In August, Visa filed a patent with the US Patents and Trademark Office to use blockchain to smooth and simplify international transactions.

The patent though is broad in scope and doesn’t demonstrate anything remotely unique about Visa’s intended use of the blockchain. It would not be sufficient to be granted a patent in Europe, going by the EUIPO’s more stringent requirements for patents to be unique in the design and applications.

Mobile technology, the lack of physical banks and corruption are pushing the progress and roll out of mobile payments in developing countries, which may signal the end of cash and credit card payments there, the effects of which will flow into the developed world.

The United Nation’s World Food Program this year successfully trialed payments for food that were sent via Ethereum direct to the local retailer. The recipient of the aid then showed the shopkeeper a unique code on their mobile phone, thereby unlocking the credit so the person could get their food supplies without any physical money being exchanged.

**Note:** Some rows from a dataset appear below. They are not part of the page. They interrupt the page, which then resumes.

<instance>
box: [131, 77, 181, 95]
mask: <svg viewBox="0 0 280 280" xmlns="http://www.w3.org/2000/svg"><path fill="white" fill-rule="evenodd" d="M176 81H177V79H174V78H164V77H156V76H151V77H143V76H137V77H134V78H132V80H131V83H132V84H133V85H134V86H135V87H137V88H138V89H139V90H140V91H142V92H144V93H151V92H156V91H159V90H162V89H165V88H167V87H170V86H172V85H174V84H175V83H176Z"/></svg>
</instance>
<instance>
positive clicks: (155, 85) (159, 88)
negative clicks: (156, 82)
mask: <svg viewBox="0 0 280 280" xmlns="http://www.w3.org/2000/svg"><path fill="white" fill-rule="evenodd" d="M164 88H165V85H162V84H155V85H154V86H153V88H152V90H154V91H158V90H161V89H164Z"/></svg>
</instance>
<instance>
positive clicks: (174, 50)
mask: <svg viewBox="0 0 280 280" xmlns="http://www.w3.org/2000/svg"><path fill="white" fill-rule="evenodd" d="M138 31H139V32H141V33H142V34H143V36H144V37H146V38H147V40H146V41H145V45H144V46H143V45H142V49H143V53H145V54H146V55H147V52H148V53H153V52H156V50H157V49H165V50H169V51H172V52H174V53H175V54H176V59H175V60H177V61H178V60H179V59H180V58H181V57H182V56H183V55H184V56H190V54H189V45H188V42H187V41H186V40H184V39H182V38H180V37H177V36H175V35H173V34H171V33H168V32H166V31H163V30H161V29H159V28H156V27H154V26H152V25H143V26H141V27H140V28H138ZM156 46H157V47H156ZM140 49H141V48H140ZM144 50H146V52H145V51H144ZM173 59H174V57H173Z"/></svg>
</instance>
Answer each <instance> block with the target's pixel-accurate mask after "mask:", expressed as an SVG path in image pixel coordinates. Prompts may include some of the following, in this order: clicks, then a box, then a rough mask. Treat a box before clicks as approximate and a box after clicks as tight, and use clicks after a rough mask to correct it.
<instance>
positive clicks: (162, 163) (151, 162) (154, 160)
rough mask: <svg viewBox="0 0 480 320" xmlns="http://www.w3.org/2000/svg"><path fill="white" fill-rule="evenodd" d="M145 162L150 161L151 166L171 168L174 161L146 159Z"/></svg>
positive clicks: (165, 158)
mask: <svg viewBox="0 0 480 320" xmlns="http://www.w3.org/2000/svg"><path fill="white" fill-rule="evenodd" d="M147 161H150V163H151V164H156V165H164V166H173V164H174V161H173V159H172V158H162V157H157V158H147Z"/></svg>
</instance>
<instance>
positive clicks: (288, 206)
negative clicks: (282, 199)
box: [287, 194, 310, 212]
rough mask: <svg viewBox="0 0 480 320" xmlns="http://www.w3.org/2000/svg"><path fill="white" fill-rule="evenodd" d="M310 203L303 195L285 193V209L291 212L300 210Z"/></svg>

David Siegel CEO and founder of 2030.io, a worldwide movement of blockchain innovators said:

Absolutely credit cards will be a thing of the past very soon. I’m guessing it will take 30 years from start to finish, and it starts now. But the going will be slow. Sort of like the switch to digital photography – that took 20 years.

Credit card companies are in a serious panic, which is why they have crypto-labs and try to send out press releases that make them look like they are ‘all about harnessing the power of the blockchain.’ I’m not sure they have much choice, and I’m not sure it will help one bit.

The CEO of Ethereum Vitalink Buterin is even more bullish about how long it will take for blockchain to replace credit cards, and has been quoted as saying they could start to be replaced in just a couple of years.

But before Ethereum can compete with the likes of Visa and MasterCard, the speed of transactions needs to get to real-time levels.

Bitcoin is processing a bit less than three transactions per second

Buterin explained to Tech Crunch magazine in September.

Ethereum is doing five a second. Uber gives 12 rides a second. It will take a couple of years for the blockchain to replace Visa.

To give a sense of the scale of global credit card transactions, Visa operates a proprietary transaction processing network called VisaNet and states that the network is capable of handling more than 24,000 transactions per second.

Perhaps we will have to await the arrival of 5G and IoT technologies to release the brake on blockchain’s unlimited potential to disrupt every single industry, not just the financial sector.